By the time I was about 12 I’d accidentally discovered self-harm. I was also getting angrier at people for things they’d do I didn’t understand, for not being listened to, or expected to understand things that no one had ever explained to me. But I also knew it was bad to hurt other people because I was angry. I never wanted to hurt other people anyway. What I could do though was hurt myself, and make how I felt go away.

It started because I was frustrated and upset and had so many emotions that I had no idea how to even identify, never mind deal with. So I made the emotions stop. It was in a lot of ways a very simple and logical thing to do. It meant that a major problem I had just wasn’t a problem anymore. No more of what I now realise were meltdowns, where finally I’d bottled enough up and just broke down crying but never knew why.

I would never say I’m ‘recovered’ but when the gaps between hurting myself now can be 2 years I can say for sure I’m doing a lot better.
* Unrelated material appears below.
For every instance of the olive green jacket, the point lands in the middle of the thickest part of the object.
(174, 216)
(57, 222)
A very big part of moving away from self-injury was starting to understand who I actually am. Becoming myself in a way I never was before has really been the key for me to not needing to rely on self-harm in the way I did back then. I didn’t really have an identity for a long time, I was just the quiet kid, who behaved well and occasionally said something weird or had a quiet melt down in a corner a couple of times a year.

Now, knowing why things other people found so easy were hard for me, and that it wasn’t my fault for not understanding everything can be annoying looking back ­– I might not have needed such an extreme way of coping with everything if people had just been more understanding. If I’d had my diagnosis sooner then I might have had other options to help me deal with the emotions I couldn’t handle. But I didn’t, so as just a 12-year-old I did what I could to simply carry on. It never felt like a choice I made. I didn’t have other options, I didn’t know any better; self-harm was the only thing I had to help me so it’s what I used.

I’ve had to be taught a lot about emotions that come naturally to a lot of people. It takes a lot of effort to even know what I’m feeling, never mind why and what to do about it. I’m getting better at it, practice helps, but so does having people actively trying to teach you. Without that I might still be stuck having the same issues and never have improved at all.